Israel Approves Entry of Tourists Not Vaccinated With COVID Booster Shot

israel travel covid
Travelers at Ben Gurion International Airport last month. (Nati Shohat/Flash90)

The Coronavirus Cabinet late Sunday voted to allow groups of foreign tourists to enter the country even if they have not been vaccinated with the COVID vaccine booster shot, but have been jabbed with the two initial doses more than six months ago.

In a telephone vote, the Cabinet approved the entry of travelers in groups from five to 40 people.
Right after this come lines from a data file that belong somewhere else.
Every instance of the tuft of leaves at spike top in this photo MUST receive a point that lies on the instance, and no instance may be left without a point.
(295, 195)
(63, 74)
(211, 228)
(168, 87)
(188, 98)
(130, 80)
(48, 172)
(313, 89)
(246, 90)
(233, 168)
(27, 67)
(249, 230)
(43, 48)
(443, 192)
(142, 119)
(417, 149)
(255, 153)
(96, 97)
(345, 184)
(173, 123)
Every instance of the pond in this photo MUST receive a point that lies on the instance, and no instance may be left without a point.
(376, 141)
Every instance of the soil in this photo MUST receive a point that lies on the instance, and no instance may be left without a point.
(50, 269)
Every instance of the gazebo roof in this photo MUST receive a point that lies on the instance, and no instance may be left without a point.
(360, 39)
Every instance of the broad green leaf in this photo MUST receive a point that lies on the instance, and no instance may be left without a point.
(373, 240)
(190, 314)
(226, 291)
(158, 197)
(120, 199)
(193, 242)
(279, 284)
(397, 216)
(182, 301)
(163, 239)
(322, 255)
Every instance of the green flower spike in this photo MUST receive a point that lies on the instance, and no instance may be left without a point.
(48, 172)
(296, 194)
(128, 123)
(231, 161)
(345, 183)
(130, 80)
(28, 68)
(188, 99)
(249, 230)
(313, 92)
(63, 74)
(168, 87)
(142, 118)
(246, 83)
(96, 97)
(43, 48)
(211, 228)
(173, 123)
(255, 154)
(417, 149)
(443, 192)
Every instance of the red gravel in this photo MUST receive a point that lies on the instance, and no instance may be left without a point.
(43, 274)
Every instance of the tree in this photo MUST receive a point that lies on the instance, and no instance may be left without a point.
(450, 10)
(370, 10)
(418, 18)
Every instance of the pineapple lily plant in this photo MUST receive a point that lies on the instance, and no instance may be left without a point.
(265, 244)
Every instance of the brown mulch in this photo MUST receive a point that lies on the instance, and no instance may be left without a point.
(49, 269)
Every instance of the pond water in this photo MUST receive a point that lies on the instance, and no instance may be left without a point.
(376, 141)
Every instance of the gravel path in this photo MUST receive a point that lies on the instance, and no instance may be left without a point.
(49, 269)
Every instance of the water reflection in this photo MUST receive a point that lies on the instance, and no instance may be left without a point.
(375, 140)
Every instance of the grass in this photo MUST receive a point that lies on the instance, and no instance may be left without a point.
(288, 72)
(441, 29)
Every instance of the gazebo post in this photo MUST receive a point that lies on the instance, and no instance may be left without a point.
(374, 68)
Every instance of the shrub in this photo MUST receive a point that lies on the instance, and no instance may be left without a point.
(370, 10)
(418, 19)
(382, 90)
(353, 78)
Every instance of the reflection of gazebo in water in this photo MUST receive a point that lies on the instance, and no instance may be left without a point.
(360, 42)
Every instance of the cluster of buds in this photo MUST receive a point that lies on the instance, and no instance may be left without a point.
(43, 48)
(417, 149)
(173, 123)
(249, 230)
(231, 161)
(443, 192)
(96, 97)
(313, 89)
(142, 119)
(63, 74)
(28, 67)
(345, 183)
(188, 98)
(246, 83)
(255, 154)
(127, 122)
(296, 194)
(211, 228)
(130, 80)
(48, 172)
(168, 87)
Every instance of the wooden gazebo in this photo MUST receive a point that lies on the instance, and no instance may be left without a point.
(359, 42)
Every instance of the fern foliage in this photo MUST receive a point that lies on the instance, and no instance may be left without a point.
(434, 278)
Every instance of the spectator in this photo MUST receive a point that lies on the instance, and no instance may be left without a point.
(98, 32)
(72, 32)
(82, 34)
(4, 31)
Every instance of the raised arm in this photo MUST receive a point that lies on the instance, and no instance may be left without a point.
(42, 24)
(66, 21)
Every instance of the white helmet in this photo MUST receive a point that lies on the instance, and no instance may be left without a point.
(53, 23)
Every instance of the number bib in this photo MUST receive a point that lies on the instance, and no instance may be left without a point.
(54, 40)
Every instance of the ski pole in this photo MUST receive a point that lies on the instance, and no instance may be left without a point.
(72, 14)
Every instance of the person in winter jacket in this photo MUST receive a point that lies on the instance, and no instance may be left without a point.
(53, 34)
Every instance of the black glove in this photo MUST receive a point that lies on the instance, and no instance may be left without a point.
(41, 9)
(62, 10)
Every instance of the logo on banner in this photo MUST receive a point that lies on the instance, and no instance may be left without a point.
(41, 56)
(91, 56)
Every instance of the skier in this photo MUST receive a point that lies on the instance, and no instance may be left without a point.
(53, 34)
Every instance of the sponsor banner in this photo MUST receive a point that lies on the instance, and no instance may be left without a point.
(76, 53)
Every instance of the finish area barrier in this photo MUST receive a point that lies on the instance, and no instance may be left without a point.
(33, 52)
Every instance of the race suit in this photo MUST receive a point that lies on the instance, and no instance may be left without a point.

Last month, the Coronavirus Cabinet voted to allow all vaccinated tourists to enter the country from Nov. 1 as long as they’ve been jabbed by a vaccine recognized by the World Health Organization. Those vaccinated with the Russian Sputnik V vaccine will be able to enter the country from Nov. 15.

The tourists entering the country, however, must present upon arrival an entry permit from the Tourism Ministry and proof of vaccination by a WHO-recognized shot.

Tourists must also come from “green” or “yellow” countries with low to medium coronavirus infection rates and refrain from staying in places with increased risk of COVID contagion.

During the first week of their stay in the country, those not vaccinated with the booster shot will have to present a negative PCR test result performed in the last 72 hours or a negative antigen test result performed in the last 24 hours.

According to the new outline, the leader of a particular tourist group must report to the Tourism Ministry the results of all coronavirus tests taken during the first week and keep a record of the group’s conduct, contacts, places and visiting hours, in order to provide it to the epidemiological investigator should one of the tourists contract the virus.

Health Minister Nitzan Horowitz said the measure was part of Israel’s policy “to live alongside” coronavirus. “We are taking all precautions in order to maintain public health and identify new variants. At the same time, we want to continue the economic activity, education, culture, tourism and the routine of life in Israel.”